Six weeks ago, the Colombian peso was the worst-performing emerging-market currency of the year, weighed down by fiscal worries and election nerves. In June, it became the best-performing one — and by a wide margin. That kind of whiplash is exactly why a currency call deserves more scrutiny than a headline, so here's what's actually driving it.
What actually happened
The Colombian peso gained roughly 19% against the dollar over the trailing twelve months through mid-2026 — the strongest run of any emerging-market currency, ahead of the next-best performer (Hungary's forint) by a wide margin. Most of that move came fast: June alone delivered a 7.4% gain, the peso's best single month in about a decade, pushing USD/COP to its lowest level in roughly five years.
The proximate trigger was political. Abelardo de la Espriella, seen by markets as the more business-friendly candidate, won Colombia's presidential runoff on June 21 with just under 50% of the vote in one of the tightest races since 1994. Markets had already started pricing in his odds after a strong first-round showing, and the peso, along with Colombian equities, rallied on the read that a de la Espriella win meant a more market-friendly government taking office in August.
What's notable is that the June rally happened against the global backdrop, not because of it. The dollar index actually strengthened over the same month, and Brent crude fell sharply — both would normally weigh on a commodity-linked emerging-market currency. Bancolombia's own research desk described the peso's June move as driven by "idiosyncratic factors," not a weak-dollar tailwind.

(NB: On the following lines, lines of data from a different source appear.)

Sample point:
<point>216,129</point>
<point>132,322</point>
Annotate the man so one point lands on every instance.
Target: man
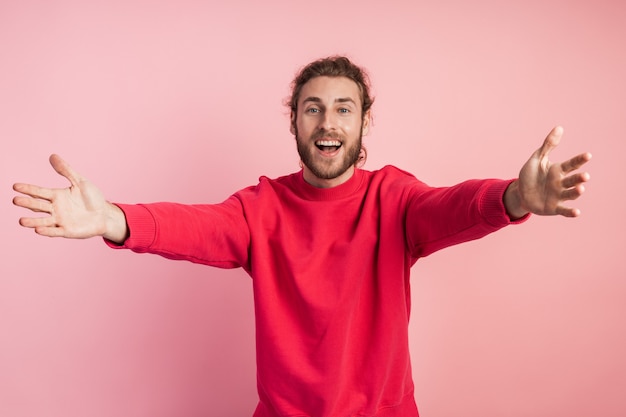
<point>329,248</point>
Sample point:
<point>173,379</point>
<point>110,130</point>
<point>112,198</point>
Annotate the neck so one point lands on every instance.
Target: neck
<point>315,181</point>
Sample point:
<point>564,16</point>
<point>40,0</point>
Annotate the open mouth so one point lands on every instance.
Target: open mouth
<point>328,145</point>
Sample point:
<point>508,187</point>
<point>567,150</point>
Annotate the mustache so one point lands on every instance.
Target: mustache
<point>323,134</point>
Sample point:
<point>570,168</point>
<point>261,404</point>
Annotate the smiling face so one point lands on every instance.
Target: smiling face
<point>328,125</point>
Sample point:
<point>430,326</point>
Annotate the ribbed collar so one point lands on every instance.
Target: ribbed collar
<point>310,192</point>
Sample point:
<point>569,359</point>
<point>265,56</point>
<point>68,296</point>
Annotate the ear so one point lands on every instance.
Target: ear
<point>292,127</point>
<point>367,120</point>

That matters for how durable the story is: this wasn't the peso getting carried by a global risk-on wave, it was Colombia-specific.
The carry trade, in plain terms
Underneath the election story sits a more structural one: Colombia's central bank (Banco de la República) raised its policy rate to 12% in June, resuming a tightening cycle aimed at persistent inflation. A 12% peso rate against a U.S. federal funds rate sitting in the mid-3% range is a real, meaningful yield gap — the kind that draws in money simply chasing return, independent of anyone's view on Colombian politics. That gap is what analysts mean when they call the current rate level "supportive of long peso positions": every month you hold pesos at that rate, you're being paid a lot more than you would be to hold dollars, before any currency movement at all.
The case against
The speed of the reversal is itself a warning sign, not just a headline. A currency that was the worst performer in its peer group in May and the best in June didn't get there on a gradual re-rating — it got there because several forces (high rates, an election result, strong remittances, firm oil prices) all lined up in the same direction at once. Analysts covering the move have been explicit that a rally assembled that quickly from several independent factors can come apart just as fast if even one of them reverses.

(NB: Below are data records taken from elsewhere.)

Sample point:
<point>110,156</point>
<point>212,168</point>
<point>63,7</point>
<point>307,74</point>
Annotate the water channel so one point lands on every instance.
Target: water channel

- The fiscal picture hasn't actually changed yet. Colombia ran a fiscal deficit of 6.4% of GDP the year before the election — a real structural weakness that a change in the presidency doesn't fix by itself. The market has priced in an expectation of fiscal consolidation from the incoming administration; it hasn't happened yet.

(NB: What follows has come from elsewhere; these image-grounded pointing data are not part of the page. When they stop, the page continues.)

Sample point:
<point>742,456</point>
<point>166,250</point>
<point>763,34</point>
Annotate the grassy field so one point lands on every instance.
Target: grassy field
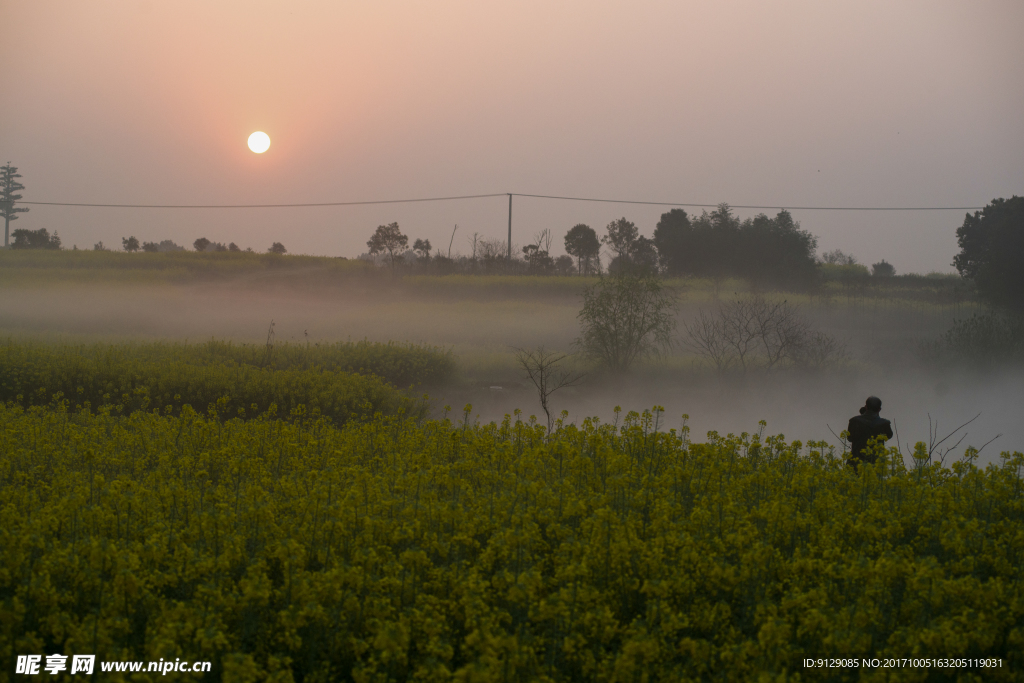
<point>179,482</point>
<point>455,551</point>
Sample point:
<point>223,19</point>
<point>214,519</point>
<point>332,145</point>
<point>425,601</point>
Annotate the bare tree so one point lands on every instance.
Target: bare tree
<point>388,240</point>
<point>543,369</point>
<point>758,331</point>
<point>706,337</point>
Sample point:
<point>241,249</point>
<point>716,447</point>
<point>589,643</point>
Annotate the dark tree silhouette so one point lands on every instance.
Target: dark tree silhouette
<point>671,238</point>
<point>41,239</point>
<point>543,369</point>
<point>621,237</point>
<point>991,245</point>
<point>763,250</point>
<point>582,244</point>
<point>388,239</point>
<point>422,248</point>
<point>8,196</point>
<point>883,269</point>
<point>624,318</point>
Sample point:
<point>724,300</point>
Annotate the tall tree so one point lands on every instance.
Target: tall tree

- The new government has to deliver, not just win. De la Espriella takes office August 7. Cabinet appointments and the administration's first concrete fiscal signals are what determine whether the rally's premise holds up, and markets that price in a policy shift early can be disappointed by the reality of governing.
- A strong peso squeezes the export side of the economy — coffee, flowers, and oil producers earn in dollars and convert to fewer pesos as the currency strengthens, a real drag on a meaningful part of Colombia's economy that can eventually feed back into growth and, indirectly, the currency itself.
- Rate cuts would remove the carry trade's engine. The 12% policy rate is doing real work in this story. If inflation cools enough for Banco de la República to start cutting, the yield gap that's drawing money in narrows, and with it, part of the case.
How people actually get exposure
For a retail investor, "buying COP" isn't usually a single transaction — it's a choice among a few practical routes:
- Holding pesos in a Colombian bank account. The simplest form of exposure, though idle cash doesn't capture the carry-trade yield. See our guide on opening a Colombian bank account as a foreigner.
- A peso-denominated CDT (Certificado de Depósito a Término) — a fixed-term deposit Colombian banks offer, the retail vehicle that actually captures something close to the policy-rate yield rather than just currency movement.
- Colombian government bonds (TES), generally more accessible to institutional or larger individual investors than a retail bank product.
- Indirect exposure through peso-denominated assets — a Colombian property, most obviously, which combines currency exposure with the separate investment case covered in our real estate pillar.
The honest summary
The bull case for the peso right now is real and data-backed: a genuine double-digit yield advantage, a political catalyst that already delivered, and a currency that just posted its best run against the dollar in a decade. The bear case is just as real: that entire move was assembled quickly from a handful of forces that can unwind as fast as they aligned, sitting on top of a fiscal deficit the new government hasn't actually fixed yet. Both of those things are true at the same time, which is precisely why this is a currency call and not a certainty — check the current rate and policy backdrop before acting on any of it, since both move fast.